Prisoner gets $350 for extra day

By Kelli Hooks -
Darryl Connor admits breaching a protection order and receiving stolen property. Photo / Wairarapa Times-Age
Darryl Connor admits breaching a protection order and receiving stolen property. Photo / Wairarapa Times-Age

A man sentenced to two months in prison begged a judge to keep him locked up for an extra day so he could pocket a $350 Winz grant.

In the Masterton District Court this week, Darryl Leonard Connor, 37, pleaded guilty to two charges of breaching a protection order and one of receiving stolen property.

Judge Tom Broadmore had decided to sentence Connor to two months' jail but changed his mind after a plea from Connor to impose an extra day, making him eligible for a Work and Income Steps to Freedom grant, at taxpayers' expense.

Defence lawyer Virginia Pearson said Connor wanted to be eligible for the Steps to Freedom programme. "Mr Connor instructs that if Your Honour could impose a sentence of two months and one day he is wanting to do the Steps programme," Pearson said.

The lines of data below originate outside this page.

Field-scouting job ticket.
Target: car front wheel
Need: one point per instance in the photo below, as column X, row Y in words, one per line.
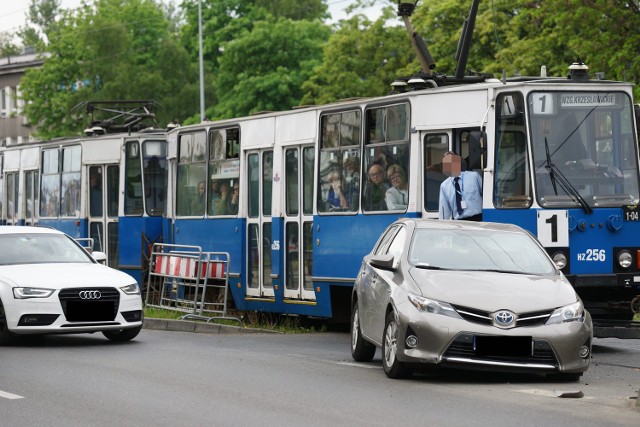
column 361, row 349
column 6, row 337
column 122, row 334
column 392, row 366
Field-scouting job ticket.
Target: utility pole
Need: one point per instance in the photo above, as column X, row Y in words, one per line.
column 201, row 60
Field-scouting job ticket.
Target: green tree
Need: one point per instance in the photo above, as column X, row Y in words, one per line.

Inmates who have been in prison for more than 31 days are eligible, on release, for the $350 grant.

Despite being sentenced to two months and one day, Connor will serve only half of that.

Offenders serving prison sentences of two years or less are released automatically after serving half of their sentence, meaning Connor needed the extra day to receive the grant.

A Department of Corrections spokesman said the Steps to Freedom grant gave released prisoners money to help them through their first week of freedom.

"Just to cover the first week of rent and food, things like that."

Pearson said Connor's protection order breaches against his former partner were, in her view, "relatively low-level".

She said Connor had a place to stay on release and would comply with release conditions.

Prosecutor Sergeant Garry Wilson said he did not agree that the breaches were low-level.

"The breaches are very real and very disturbing for her, the complainant.

"She went to the lengths of moving to Tauranga to get away from the defendant."

The judge agreed: "I think a lot of people that come before me, like you, have no idea of the impact of looks and gestures on people that are in a vulnerable state.

"You might not think it's serious. In my view it is, and that's why I'm sentencing you [to jail] and I want you to think about it while you're inside."